2. En premier lieu, les conditions de notification d'un jugement sont dépourvues d'effet sur sa régularité. Il s'ensuit que le moyen tiré de l'absence de mise à disposition du pli contenant le jugement attaqué en mairie de Longvic doit être écarté comme inopérant.

3. En second lieu, en vertu de l'application combinée des § i et j de l'article 1er de la convention sur les privilèges et immunités des institutions spécialisées des Nations Unies et des articles 57 et 63 de la charte des Nations Unies, seules ont la qualité d'institution spécialisée et peuvent bénéficier de l'immunité et de l'inviolabilité qui s'y attachent, les institutions créées par accord intergouvernemental à vocation sociale ou culturelle et liées à l'ONU par une convention conclue avec le conseil économique et social de l'Organisation.

4. Il suit de là qu'IDRA MER qui a le statut d'une association de droit français et se borne à associer son nom à celui des Nations Unies sur ses documents n'a pas la qualité d'institution spécialisée de l'ONU et ne peut utilement se prévaloir de l'inviolabilité de ses biens proclamée par l'article III de la section 5 de la convention sur les privilèges et immunités pour contester sa condamnation de première instance. En conséquence, le moyen tiré de la méconnaissance de ces stipulations doit être également écarté comme inopérant.
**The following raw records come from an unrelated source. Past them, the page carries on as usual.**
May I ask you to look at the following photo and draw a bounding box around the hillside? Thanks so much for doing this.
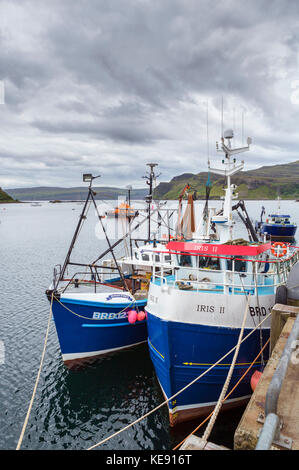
[155,160,299,199]
[6,187,148,201]
[0,188,17,204]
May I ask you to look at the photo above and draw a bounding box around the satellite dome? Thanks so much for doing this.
[224,129,234,139]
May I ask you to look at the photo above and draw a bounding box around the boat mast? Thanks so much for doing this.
[209,129,251,243]
[143,163,158,241]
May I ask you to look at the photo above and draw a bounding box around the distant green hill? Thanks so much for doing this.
[155,160,299,199]
[6,186,148,201]
[0,188,17,203]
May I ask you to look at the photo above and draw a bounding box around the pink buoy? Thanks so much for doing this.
[128,310,137,323]
[250,370,262,392]
[137,310,145,321]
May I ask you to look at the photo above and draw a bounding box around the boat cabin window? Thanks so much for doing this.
[226,256,247,273]
[198,256,220,270]
[178,255,192,268]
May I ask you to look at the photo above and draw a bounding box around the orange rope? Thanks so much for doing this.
[173,338,270,450]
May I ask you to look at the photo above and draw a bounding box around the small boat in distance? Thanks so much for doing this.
[255,198,297,241]
[106,202,138,219]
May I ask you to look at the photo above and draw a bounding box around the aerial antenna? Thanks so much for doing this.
[143,163,160,240]
[242,109,244,145]
[207,101,210,165]
[221,95,223,137]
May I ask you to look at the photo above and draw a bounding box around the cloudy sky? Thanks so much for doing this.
[0,0,299,188]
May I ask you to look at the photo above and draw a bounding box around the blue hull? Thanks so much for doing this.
[52,299,147,366]
[261,224,297,239]
[148,313,269,425]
5. Il résulte de ce qui précède que les moyens invoqués avant l'expiration du délai d'appel, décompté depuis l'enregistrement de la requête, sont manifestement dépourvus de fondement et que les conclusions d'IDRA MER doivent être rejetées en application des dispositions précitées du 7° de l'article R. 222-1 du code de justice administrative.

ORDONNE :

Article 1er : La requête d'IDRA MER est rejetée.

Article 2 : La présente ordonnance sera notifiée à l'Institut pour le développement de la recherche archéologique en mer.

Fait à Lyon, le 31 mai 2024.

Le président de la 4ème chambre

Ph. Arbarétaz

La République mande et ordonne au ministre de la transition écologique et de la cohésion des territoires, en ce qui le concerne, ou à tous commissaires de justice à ce requis, en ce qui concerne les voies de droit commun contre les parties privées, de pourvoir à l'exécution de la présente décision.